'Resident Evil: Afterlife': Rasante Action - lahme Story

'Resident Evil: Afterlife': Rasante Action - lahme Story

Mit der dritten Fortsetzung der ‚Resident Evil’-Reihe ist nun auch Regisseur Paul W. S. Anderson auf den 3D-Zug aufgesprungen, um die Fans in die Kinos zu locken. Dabei verlässt er sich zu sehr auf mitreißende Bild-Effekte, denn die Story und die Charaktere gehen zwischen dem viel zu oft eingesetzten Zeitlupen-Geballer unter.

Um den Film zu verstehen, sind Kenntnisse über die Vorgeschichte nicht zwingend notwendig, da die Handlung ziemlich simpel gestrickt ist. Das bereits im ersten Teil von der Umbrella Corporation freigesetzte T-Virus hat inzwischen fast die gesamte Bevölkerung in Menschen fressende Zombies verwandelt. Alice (Milla Jovovich), die mittlerweile kein übernatürlicher Mutant mit Superkräften mehr ist, sondern ein sterblicher Mensch, sucht per Flugzeug vergebens nach Überlebenden. Sie folgt einem vielversprechenden Funkruf, demzufolge Arcadia Zuflucht für noch nicht infizierte Menschen bietet, und trifft auf ihre alte Freundin Claire (Ali Larter). Deren Gedächtnis wurde von der Umbrella Corporation teilweise ausgelöscht, sie kann sich nicht an Alice erinnern.

Nach anfänglichen Schwierigkeiten machen die zwei sich gemeinsam auf die Suche nach Überlebenden. Im völlig verwüsteten Los Angeles entdecken sie schließlich auf dem Dach eines Sicherheitsgefängnisses ein Hilferufzeichen, wo sie eine Notlandung hinlegen. Dort treffen sie auf eine kleine Gruppe von Überlebenden, die sich in dem von Zombies umzingelten Gebäude verschanzt hat. Auch sie haben die Funk-Nachricht über Arcadia erhalten. Es stellt sich heraus, dass es sich dabei nicht um die von Alice aufgesuchte Stadt handelt, sondern um ein Schiff, das sich ganz in der Nähe befindet.

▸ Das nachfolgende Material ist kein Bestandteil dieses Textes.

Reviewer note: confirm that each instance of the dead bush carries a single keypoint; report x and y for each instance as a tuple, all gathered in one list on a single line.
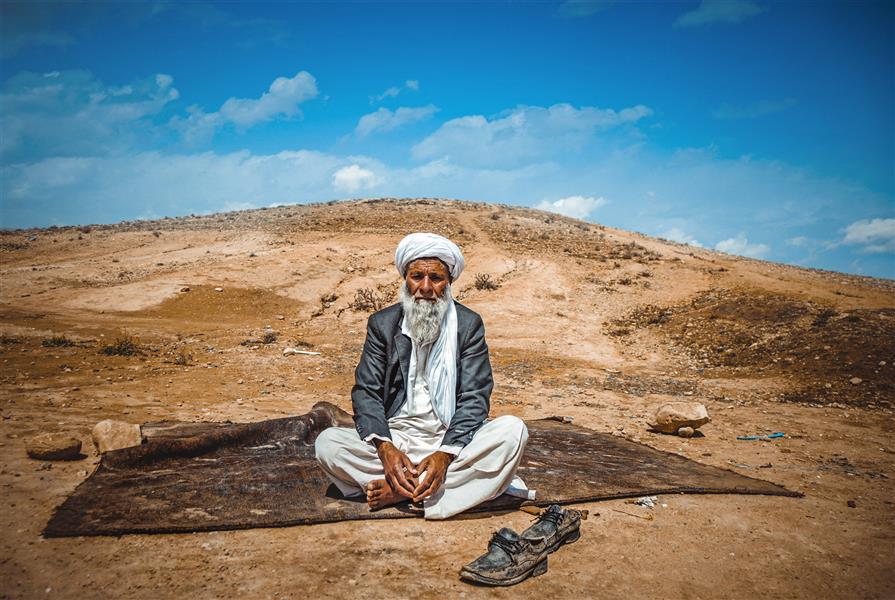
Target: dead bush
[(124, 345), (57, 341), (367, 299), (483, 281)]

Ihre letzte Hoffnung, sicher auf das Schiff zu gelangen, ist Chris (Wentworth Miller). Er wird von der Gruppe gefangen gehalten, da er bereits vor ihrer Ankunft in einer der Zellen steckte. Er kennt als Einziger den Weg aus dem Gefängnis. Viel Zeit bleibt nicht mehr, denn die Zombies haben mittlerweile einen Tunnel in das Gebäude gegraben.

- Anzeige -

Die Kampfszenen sind durch die 3D-Effekte und die Slow-Mo ein bildgewaltiges Erlebnis - leider werden diese viel zu häufig eingesetzt. Offenbar fehlten dem Regisseur ein paar originelle Ideen. So wurden einige Spezialeffekte und Kostümierungen bei ‚Matrix’ abgeschaut. Bösewicht Wesker (Shawn Roberts) erscheint mit Sonnenbrille, Gel-Frisur und schwarzem Mantel wie eine Eins-zu-eins-Kopie von Neo.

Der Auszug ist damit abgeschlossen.